I bought Michael Rosen’s Sad Book (Michael Rosen & Quentin Blake, London: Walker Books, 2004) a few years ago, mainly as a way of exploring the meaning and expression (and alrightness) of sadness with my daughter.

Re-reading it now, I am again struck by its wonderfulness, by Rosen’s ability to convey sadness so meaningfully in few words, and which is so imaginatively enhanced by Blake’s drawings.

The book arose from Rosen’s grief following the sudden death of his 18 year old son Eddie from meningitis in 1999. Primarily about his sadness over the loss of Eddie, it also includes the loss of his mother, as well as loss in general as part of all our lives.

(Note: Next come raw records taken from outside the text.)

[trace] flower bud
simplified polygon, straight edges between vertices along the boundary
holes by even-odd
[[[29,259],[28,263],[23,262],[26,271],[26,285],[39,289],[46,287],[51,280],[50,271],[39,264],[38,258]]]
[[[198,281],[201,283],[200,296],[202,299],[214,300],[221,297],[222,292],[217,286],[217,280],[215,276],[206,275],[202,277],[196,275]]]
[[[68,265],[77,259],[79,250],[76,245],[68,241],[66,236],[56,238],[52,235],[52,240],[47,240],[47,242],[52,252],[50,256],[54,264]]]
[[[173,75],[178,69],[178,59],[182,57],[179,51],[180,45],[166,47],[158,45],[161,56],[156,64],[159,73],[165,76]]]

Rosen challenges pre-conceptions. The very first image is that of a grinning Rosen. Below the picture he writes:

‘This is me being sad.’

‘…pretending I’m being happy.

I’m doing that because I think people won’t

like me if I look sad.’

On page 3 we are introduced to Eddie:

‘What makes me most sad is when I think

about my son Eddie. He died.’

We see images of Eddie as a child, playing and happy, and then a blank panel, where Eddie should be:

‘…he’s not there any more.’

Although a hugely personal book, there is much here that is generalisable:

Sad is ‘anywhere’, ‘any time’, ‘anyone’:

‘It comes along and finds you.’

And much that is positive:

‘Every night I try to do one thing I can be proud of.’

‘I’m sad, not bad.’

‘Everyday I do one thing that means

I have a good time.’

Rosen also remembers the good times, and shows the power of memory to make loss bearable, and the act of remembering even potentially joyful.

An absolute gem of a book, on a topic that is corporate and universal and touches all our lives.